IssykKul :
An ecotax to save a jewel.

Issyk Kul

Kirghizstan is typically a country of mountains and lakes. Issyk Kul, the hot lake, is the most famous of them but much others, less large, deserve the displacement.

Located at an elevation of 1.600 m., with a total surface of 6.300 km², Issyk Kul is the second larger alpine lake of the world. By its volume, it is even the first. 180 km long and of 60 km broad, its depth reaches 668 m. Issyk Kul is a closed lake and its water is thus slightly salted. Its transparency is the same as that of the Caribbean Sea. In summer, its water is tepid along the beaches and it is thus very pleasant to swim there. The lake and its shores are the ideal spots for recreation, trekking, and watersports.

Like the majority of the bodies of water of Central Asia, Issyk Kul sees its level dropping. An increase in irrigation in the lake’s basin has contributed to a decline in the lake’s level of about 10 metres since 1850. However, this is not its first drop of level.
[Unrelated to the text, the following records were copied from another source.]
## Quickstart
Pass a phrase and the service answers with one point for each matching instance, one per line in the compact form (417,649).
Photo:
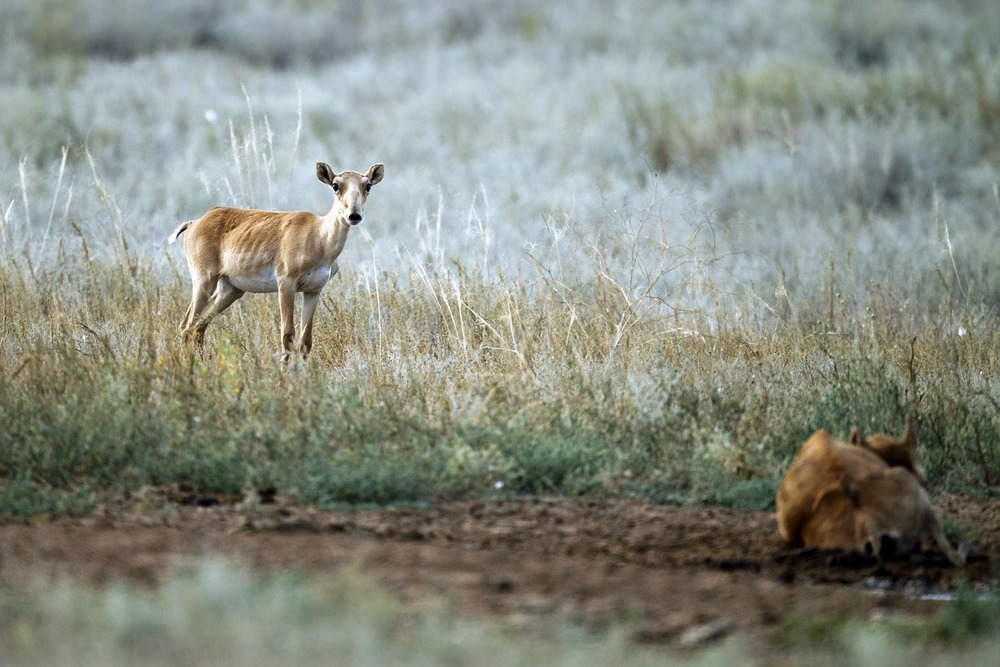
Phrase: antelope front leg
(286,304)
(309,302)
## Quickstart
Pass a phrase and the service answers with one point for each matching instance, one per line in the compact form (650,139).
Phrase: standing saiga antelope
(232,251)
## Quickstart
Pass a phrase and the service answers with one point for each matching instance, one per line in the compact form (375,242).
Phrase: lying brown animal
(864,495)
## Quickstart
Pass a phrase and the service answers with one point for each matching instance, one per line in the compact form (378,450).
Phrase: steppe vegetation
(638,249)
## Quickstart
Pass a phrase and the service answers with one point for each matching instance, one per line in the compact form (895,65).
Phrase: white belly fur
(267,280)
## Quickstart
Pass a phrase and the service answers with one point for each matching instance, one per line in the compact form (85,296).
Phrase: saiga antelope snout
(232,251)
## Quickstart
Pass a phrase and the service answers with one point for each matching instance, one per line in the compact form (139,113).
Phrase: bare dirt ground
(681,576)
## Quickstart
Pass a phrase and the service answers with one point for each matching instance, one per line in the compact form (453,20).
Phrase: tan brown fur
(859,496)
(232,251)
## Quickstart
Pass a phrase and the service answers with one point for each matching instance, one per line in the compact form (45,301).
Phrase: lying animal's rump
(865,496)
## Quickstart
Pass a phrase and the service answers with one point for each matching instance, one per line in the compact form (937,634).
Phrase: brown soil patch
(682,576)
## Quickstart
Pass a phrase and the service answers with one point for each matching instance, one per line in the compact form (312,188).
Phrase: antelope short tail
(180,230)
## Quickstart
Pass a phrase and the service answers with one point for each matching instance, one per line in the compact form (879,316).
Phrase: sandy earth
(680,576)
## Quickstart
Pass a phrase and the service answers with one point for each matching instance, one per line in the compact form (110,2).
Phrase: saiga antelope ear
(375,173)
(325,173)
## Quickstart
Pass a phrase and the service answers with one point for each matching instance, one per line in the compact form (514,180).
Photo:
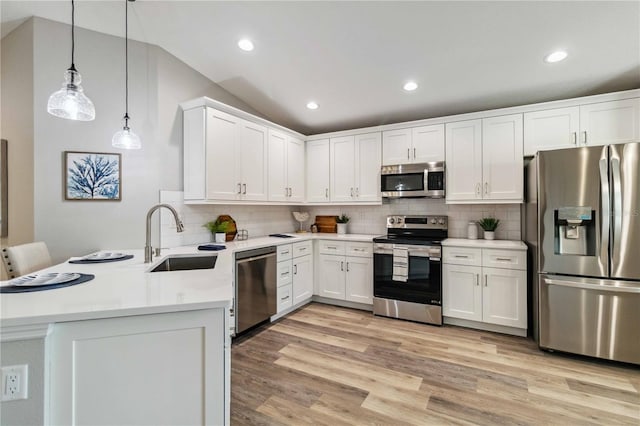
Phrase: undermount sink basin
(185,263)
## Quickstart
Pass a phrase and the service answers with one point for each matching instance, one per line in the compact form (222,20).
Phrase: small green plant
(216,226)
(343,218)
(489,223)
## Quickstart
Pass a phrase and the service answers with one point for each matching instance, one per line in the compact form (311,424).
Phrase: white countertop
(494,244)
(126,288)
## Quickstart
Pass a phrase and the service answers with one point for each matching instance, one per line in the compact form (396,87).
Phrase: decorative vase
(342,228)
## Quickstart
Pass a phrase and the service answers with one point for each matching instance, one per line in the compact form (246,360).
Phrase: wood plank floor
(326,365)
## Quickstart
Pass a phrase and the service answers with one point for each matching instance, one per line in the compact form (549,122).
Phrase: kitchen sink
(185,263)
In the past, its level was until to 30 m. lower than currently then it went up of forty meters.

Therefore, a city which had been built on its banks is found swallowed up when the level has increased.

It is now about fifteen meters of under water and constitutes an attraction of choice for the visitors. The bottom of the lake is a historical treasure which is covered with remnants of this ancient city. After a storm, which can heighten the waves up to 5m, people may find thousand-year old pottery on the shore.

But principal attraction is the immersed caves of the lake. Documents and many legends locate there the treasure of Templars and that of Gengis Khan. In the Nineties, one found there a stone covered with inscriptions and a gold hammer what seems to confirm the accounts and attracts a considerable number of treasure hunters.

Tour De Burana

The most worrying threat which weighs on Issyk Kul is not its drop of level; it is slow and much believe that it is possible to stop it. On the other hand, the area misses purifying stations and, in the medium term, Issyk Kul is likely to be irreversibly polluted. Temporarely, it is saved thanks to rebellious movements which move away the tourists but a constantly increasing number of "one day" or "one weekend" tourists come there from Almaty, the former capital of Kazakhstan. The shores of the Lake Issyk-Kul are noted for their health resorts, and sanatoriums and holiday houses abound.

In order to finance the construction of purifying stations and the maintenance of the lake, the authorities apply a toll to the vehicles circulating to the road surrounding Issyk Kul. This ecotax is of one dollar (or one euro) for Kirghizes and of five times more for the foreigners. In 2001, UNESCO officially recognized the area as a biosphere reserve.

By its nature and its climate, Kirghizstan is really pleasant to visit and it is a real pleasure of remaining there. From the Soviet time remains a valid touristic infrastructure even if it is sometimes a little bit dilapidated. It is the case in particular of some hotels and thermal spas.

Staying in guest rooms is possible and cheap and it is the occasion to meet Kirghizes and to appreciate their hospitality. It is an unforgettable experiment to share a Kirghiz meal with them of also making them taste a European speciality.

Kirghizstan is the country of predilection of for nature lovers and for the amateurs of pedestrian, cyclist or equestrian stroll.

Less esteemed than Turkmen Alka Teke, the Kirghiz horses count nevertheless among the best of the world. And, for those which do not suffer of sea sickness, one finds there also domesticated Bactrian camels but it is still possible to see them in the wild state.

To go to Tadjikistan, the road is better while passing by China. One loses with the customs the time saved on the road but Chinese Xinjiang is to be visited.